Mumia Abu-Jamal * junge Welt Nr. 255 - 3./4.11.2007
Wenn wir uns die aktuelle Situation in den USA ansehen, verschärft sich der Eindruck, es herrsche auf allen Ebenen des gesellschaftlichen Lebens das Gesetz des Scheiterns. Es wird einem kaum gelingen, eine Gesellschaft zu finden, in der das Bildungssystem dermaßen vom Profit bestimmt ist wie in den USA. Bildung gibt es hier zunehmend nur für Wohlhabende, die es sich leisten können, ihre Kinder auf weiterführende Schulen zu schicken. Ganz zu schweigen vom Absolvieren eines Studiums.

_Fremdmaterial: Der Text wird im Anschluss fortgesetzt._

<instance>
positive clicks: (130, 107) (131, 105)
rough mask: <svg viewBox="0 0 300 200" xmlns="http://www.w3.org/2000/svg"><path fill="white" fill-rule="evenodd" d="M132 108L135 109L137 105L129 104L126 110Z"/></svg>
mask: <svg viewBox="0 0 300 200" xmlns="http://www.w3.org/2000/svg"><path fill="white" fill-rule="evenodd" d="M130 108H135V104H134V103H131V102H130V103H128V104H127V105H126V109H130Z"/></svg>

Zur Finanzierung eines Studiums gibt es Darlehensangebote im Überfluß. Sie werden sogar in einigen wenigen Fällen aus Programmen der Regierung in Washington zur Verfügung gestellt. Aber wenn es darum geht, auch eine Garantie zu bekommen, in seinem erlernten Beruf Arbeit zu finden –Fehlanzeige! Wenn Studierende das Glück haben, sich ihre Hochschulausbildung durch ein Darlehen zu ermöglichen, bleiben sie am Ende auf einem Berg von Schulden sitzen. Manche mit einem Minus von über 100000 US-Dollar. Das sind die Kosten nicht nur für Matrikel- und Studiengebühren, Bücher und Lernhilfen, sondern auch für das Wohnen auf dem Campus, das Mensaessen und sonstige Lebenshaltungskosten für ein vierjähriges Universitätsstudium mit Abschluß.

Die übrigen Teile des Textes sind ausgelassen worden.